Eine so vielseitige und variabel instrumentierte und arrangierte CD habe ich schon länger nicht gehört. YILIAN CANIZARES zeigt auf „Erzulie“ eine Bandbreite an musikalischem Ausdruck, dass ich nur erstaunt die ‚Repeat‘-Taste drücken kann. Beginnt mit kubanisch in Zeitlupe, doch schon der nächste Track ist ein beinahe irischer Jig, der von Jerry Goodman und dem Mahavishnu Orchestra stammen könnte. So bunt geht es auch weiter, düsterer Rock, überzeugende Balladen und regelmässig Sprengsel von Musik anderer Kulturen, die ihre Band gekonnt umsetzt, alles verbunden und zusammengehalten von ihrem ungewöhnlichen Gesang. Grosses Abenteuer auf kleinem (12cm) Durchmesser.


Ein wenig J. Cash

Angeblich gibt’s von ihm schon 10 oder sogar mehr Platten, bisher hat es noch keine von denen in meinen Player geschafft. „Skeleton at the Banquet“ heisst das neue Werk von GILL LANDRY. Feine amerikanische Roots Musik von einem schon lange erwachsenen Singer / Songwriter. Er schafft mit den bekannten Zutaten, kleine Band, bis auf die Steel Gitarre akustisch, unkomplizierten Harmonien und wohlüberlegten Texte ein Bündel meist etwas melancholischer Songs. Dabei erinnert seine Stimme immer mal wieder an den noch nicht so alten Johnny Cash.

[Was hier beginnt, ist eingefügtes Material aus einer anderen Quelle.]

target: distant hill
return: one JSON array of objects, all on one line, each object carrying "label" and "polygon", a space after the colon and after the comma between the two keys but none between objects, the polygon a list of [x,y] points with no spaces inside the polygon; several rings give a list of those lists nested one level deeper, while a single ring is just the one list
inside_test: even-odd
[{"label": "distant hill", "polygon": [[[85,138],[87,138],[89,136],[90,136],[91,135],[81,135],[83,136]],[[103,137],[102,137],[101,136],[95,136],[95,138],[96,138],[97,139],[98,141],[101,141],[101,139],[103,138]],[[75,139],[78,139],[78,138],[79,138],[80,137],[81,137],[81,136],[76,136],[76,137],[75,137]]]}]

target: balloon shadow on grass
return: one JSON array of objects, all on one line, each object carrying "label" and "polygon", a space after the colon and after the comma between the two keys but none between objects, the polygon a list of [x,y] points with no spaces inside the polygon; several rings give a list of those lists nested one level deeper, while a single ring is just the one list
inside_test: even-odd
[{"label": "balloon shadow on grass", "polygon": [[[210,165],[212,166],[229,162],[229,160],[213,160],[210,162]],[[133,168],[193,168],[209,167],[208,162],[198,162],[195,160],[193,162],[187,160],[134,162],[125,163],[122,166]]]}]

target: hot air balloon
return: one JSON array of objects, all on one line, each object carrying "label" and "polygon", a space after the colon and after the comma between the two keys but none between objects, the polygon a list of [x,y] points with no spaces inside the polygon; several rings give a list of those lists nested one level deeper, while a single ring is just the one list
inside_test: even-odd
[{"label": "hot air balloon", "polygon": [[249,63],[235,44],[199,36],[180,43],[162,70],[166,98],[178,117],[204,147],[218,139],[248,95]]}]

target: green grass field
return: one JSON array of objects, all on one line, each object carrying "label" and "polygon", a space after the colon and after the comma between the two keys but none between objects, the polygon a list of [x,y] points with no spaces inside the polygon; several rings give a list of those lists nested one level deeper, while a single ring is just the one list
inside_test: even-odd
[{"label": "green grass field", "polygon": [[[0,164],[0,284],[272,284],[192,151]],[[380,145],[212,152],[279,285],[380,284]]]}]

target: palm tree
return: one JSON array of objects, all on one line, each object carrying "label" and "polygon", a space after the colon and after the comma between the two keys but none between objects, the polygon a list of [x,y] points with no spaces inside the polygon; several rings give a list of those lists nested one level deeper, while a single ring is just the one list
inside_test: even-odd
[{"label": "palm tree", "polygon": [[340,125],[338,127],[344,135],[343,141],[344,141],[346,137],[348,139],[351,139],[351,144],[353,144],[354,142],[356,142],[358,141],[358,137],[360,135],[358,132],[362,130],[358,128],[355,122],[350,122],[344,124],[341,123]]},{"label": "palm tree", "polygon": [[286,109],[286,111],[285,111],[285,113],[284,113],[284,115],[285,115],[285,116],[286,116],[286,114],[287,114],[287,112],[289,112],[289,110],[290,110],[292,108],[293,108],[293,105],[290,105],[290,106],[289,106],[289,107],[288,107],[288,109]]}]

Bei der folgenden hat der Waschzettelschreiber (die?) Beatles, XTC, Pink Floyd und Queen als Impulsgeber identifiziert. Ist etwas weit hergeholt, Supertramp fehlt noch sage ich. Da ist was dran, aber eigentlich belanglos. Wer kann in 2020 neue Pop-Musik mit konventionellem Instrumentarium erfinden, der m/f nicht irgendwelche Verwandtschaften andichten kann. FIELD MUSIC geben sich auf „Making a new World“ allergrösste Mühe, sich deutlich zu unterscheiden vom Gros der Mitbewerber. Erkennbar ist ihre Liebe zum Bandsound der 70er. Zu den geliebten Rhythmuswechseln und Variationen im Gesang passen die Themen der Jetztzeit jedenfalls ausgezeichnet. Und mit 19 Titeln auf LP oder CD werden davon eine Menge behandelt.

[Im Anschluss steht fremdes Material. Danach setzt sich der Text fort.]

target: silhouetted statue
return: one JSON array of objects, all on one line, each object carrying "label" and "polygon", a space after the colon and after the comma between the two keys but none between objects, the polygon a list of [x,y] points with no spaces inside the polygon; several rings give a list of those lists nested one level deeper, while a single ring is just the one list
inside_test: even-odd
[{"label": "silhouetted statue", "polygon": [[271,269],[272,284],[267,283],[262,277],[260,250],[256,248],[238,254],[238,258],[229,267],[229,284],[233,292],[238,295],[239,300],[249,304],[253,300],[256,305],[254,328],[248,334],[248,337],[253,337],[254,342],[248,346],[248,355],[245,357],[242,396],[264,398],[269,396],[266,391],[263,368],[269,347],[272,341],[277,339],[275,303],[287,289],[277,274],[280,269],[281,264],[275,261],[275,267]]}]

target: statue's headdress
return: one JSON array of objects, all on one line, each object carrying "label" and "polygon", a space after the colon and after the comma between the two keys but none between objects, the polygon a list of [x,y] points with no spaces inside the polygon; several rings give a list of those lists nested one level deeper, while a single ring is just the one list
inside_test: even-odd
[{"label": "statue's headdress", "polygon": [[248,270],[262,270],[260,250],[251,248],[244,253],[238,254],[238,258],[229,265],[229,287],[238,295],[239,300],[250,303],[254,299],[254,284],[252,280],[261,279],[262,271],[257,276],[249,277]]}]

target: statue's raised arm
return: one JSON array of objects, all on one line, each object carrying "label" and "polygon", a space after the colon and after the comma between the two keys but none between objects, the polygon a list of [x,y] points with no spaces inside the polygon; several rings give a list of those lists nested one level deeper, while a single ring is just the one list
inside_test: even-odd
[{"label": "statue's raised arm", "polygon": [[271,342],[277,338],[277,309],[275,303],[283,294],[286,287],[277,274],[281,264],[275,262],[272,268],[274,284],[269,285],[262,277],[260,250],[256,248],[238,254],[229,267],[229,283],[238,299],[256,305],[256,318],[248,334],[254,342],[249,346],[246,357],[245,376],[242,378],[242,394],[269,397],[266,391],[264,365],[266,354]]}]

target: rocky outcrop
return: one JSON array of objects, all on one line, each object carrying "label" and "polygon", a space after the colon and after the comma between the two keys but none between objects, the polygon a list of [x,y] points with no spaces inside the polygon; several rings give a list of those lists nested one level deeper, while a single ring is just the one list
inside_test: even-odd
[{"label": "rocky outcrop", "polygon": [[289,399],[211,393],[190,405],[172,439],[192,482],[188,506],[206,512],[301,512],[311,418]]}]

In regelmässigen Abständen veröffentlicht STEFAN GRASSE neue Alben. Meist seinem aktuellen Live Programm entsprechend, manchmal mit Begleitung, oder wie „Tales of an Odyssey“ ganz im Alleingang. Lediglich auf dem letzten Song hat er als Gast den Flötisten Haruko Nakajima dabei. Auf seiner Nylon-Saiten Gitarre führt ihn diese Reise von brasilianischen Choros über argentinische Tangos und Anleihen aus der klassischen Musik bis zum finalen ‚Desert Song‘. Entspannt und absolut gekonnt, leicht romantische Gitarrenmusik für Freunde dieses Klangs.

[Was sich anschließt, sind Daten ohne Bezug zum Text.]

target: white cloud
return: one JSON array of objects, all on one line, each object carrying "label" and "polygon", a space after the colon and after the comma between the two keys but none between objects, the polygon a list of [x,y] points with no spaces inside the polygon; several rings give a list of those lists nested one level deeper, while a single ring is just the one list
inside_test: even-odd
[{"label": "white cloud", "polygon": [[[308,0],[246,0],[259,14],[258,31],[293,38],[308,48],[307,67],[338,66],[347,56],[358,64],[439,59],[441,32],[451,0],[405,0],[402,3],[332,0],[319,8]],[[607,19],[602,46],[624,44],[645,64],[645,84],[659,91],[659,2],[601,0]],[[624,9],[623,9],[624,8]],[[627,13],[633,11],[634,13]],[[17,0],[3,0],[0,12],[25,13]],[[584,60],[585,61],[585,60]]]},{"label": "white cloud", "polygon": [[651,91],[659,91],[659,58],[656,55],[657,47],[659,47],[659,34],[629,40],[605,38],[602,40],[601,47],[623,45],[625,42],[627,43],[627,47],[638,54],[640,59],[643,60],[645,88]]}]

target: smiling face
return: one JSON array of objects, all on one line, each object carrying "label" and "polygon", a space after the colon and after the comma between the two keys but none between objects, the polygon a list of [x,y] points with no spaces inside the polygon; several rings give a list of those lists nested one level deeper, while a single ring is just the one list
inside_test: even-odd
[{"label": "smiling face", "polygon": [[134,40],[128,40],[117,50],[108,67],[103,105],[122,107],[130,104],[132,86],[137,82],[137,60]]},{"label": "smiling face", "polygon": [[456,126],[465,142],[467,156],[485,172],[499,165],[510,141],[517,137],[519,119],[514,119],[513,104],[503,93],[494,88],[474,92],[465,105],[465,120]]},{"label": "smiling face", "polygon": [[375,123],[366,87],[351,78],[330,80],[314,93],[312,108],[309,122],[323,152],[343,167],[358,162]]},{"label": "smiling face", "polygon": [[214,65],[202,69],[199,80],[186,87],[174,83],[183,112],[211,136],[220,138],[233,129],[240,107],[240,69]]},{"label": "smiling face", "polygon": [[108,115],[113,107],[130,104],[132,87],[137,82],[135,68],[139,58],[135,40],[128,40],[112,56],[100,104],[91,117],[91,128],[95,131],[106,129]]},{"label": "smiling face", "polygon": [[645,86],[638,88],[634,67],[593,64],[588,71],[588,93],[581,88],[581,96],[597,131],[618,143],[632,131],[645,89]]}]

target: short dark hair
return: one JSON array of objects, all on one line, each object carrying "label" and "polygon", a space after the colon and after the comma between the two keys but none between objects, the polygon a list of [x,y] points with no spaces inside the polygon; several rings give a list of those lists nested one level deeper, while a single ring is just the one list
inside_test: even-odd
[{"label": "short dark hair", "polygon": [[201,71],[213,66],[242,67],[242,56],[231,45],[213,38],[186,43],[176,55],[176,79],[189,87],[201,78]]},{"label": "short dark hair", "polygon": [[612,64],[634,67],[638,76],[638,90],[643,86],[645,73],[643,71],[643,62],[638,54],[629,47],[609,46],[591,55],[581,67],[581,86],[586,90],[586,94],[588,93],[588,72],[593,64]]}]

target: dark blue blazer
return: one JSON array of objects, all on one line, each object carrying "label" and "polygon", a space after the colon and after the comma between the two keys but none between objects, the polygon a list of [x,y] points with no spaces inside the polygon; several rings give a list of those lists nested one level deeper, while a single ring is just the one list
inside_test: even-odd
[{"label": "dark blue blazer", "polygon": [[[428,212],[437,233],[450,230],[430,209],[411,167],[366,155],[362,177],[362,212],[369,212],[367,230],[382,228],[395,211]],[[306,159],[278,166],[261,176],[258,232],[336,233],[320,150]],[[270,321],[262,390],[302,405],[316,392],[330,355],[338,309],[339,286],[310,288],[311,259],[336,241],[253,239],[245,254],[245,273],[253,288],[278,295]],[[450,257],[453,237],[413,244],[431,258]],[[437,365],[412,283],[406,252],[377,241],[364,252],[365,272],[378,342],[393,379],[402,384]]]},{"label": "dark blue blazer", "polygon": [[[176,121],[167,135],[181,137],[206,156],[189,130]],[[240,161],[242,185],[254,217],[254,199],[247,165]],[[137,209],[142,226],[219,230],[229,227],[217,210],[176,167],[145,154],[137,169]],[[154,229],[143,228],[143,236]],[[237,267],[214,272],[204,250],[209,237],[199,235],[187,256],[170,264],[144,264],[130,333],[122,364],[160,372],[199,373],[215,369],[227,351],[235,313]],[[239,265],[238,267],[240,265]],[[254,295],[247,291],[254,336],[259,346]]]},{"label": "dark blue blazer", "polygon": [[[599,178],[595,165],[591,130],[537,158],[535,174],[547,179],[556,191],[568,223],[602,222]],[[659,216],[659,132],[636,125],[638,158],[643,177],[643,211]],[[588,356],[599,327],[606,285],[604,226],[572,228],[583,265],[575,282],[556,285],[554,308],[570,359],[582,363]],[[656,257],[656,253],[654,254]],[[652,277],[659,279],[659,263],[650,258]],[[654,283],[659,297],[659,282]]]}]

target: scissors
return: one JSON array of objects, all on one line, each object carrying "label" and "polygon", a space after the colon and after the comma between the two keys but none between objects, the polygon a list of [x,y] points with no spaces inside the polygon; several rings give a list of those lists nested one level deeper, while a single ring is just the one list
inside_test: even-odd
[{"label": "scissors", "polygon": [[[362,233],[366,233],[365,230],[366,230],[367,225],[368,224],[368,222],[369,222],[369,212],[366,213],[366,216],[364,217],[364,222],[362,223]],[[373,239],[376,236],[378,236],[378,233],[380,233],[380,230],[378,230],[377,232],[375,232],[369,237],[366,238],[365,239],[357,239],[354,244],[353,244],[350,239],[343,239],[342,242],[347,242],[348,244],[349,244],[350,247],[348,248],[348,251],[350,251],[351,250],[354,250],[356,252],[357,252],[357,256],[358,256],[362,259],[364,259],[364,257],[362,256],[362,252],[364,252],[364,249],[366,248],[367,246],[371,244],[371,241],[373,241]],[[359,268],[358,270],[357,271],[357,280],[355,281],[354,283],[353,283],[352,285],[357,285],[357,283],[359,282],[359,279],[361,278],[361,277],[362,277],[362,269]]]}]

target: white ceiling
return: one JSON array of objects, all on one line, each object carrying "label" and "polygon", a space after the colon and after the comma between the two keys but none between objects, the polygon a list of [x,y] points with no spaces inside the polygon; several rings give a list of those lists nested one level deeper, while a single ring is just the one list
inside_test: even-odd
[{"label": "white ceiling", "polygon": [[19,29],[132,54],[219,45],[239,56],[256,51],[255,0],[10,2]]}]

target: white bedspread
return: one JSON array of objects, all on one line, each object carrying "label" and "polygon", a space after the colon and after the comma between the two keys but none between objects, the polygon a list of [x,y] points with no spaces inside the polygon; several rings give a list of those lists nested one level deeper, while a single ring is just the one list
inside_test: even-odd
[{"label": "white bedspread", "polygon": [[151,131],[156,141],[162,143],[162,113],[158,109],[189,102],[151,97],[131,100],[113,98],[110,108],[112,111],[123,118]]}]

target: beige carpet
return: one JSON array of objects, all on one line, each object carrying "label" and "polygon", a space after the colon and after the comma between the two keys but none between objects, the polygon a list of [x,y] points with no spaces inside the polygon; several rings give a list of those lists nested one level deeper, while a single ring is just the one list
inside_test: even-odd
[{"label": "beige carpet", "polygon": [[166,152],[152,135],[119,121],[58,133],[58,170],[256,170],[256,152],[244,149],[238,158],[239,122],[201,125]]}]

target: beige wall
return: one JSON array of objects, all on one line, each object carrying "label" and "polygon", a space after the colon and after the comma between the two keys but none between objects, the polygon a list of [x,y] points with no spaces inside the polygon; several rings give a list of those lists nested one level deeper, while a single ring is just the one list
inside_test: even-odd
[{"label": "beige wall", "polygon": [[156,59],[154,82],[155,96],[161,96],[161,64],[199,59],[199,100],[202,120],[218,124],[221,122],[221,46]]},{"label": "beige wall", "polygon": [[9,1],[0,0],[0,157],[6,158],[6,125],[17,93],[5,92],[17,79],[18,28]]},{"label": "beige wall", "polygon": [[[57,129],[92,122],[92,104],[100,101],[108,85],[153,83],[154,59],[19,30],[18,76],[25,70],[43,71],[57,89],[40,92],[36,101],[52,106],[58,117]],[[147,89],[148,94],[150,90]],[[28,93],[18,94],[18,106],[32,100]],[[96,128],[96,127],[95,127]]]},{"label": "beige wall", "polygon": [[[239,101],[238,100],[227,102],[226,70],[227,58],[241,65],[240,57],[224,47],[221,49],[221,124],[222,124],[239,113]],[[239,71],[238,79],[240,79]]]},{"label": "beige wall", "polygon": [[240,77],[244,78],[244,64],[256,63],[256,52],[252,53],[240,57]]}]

Ebenfalls ganz im Alleingang, jedoch erheblich rustikaler klingt „Farewell“ von RUSTY STONE. Auf diversen akustischen Gitarren, alle im Booklet genau benannt, huldigt er der amerikanischen Folk- und Roots-Musik. Zwischen Klassiker des Genres, von Blind Willie Johnson, Doc Watson, Willie Dixon und natürlich Robert Johnson mischt er eigene Geschöpfe, auf Dobro, LapSteel, Resonator oder Mandoline. Perfekte Visitenkarte mit kurzweiligen Songs.

.sucht den Kick.

Hier mal was für jüngere Leute, von denen ich gar nicht weiss, ob sie diese Seite überhaupt lesen. GEORGIA ist eine von den Aufsteigerinnen, deren Erfolg vornehmlich in Klicks und Followern gemessen wird. Ist aber für die CD irrelevant. Moderne Club-Musik, basierend auf Synthi-Sounds der 80er und den entsprechenden ‚Garage‘-Klängen und –Rhythmen im gemässigten House-Tempo. Zwischendurch etwas Pogo-Disco, Sprechgesang auf geradlinigen Drum-Programmen und gelungene Balladen. Ältere Semester werden hierin viel Vergangenheit hören, ihr Gesangsvortrag auf „Seeking Thrills ist davon weit entfernt, selbstbestimmt, -bewusst und mit kräftiger, vielseitiger Stimme präsentiert sie die Themen, die sie bewegen überzeugend.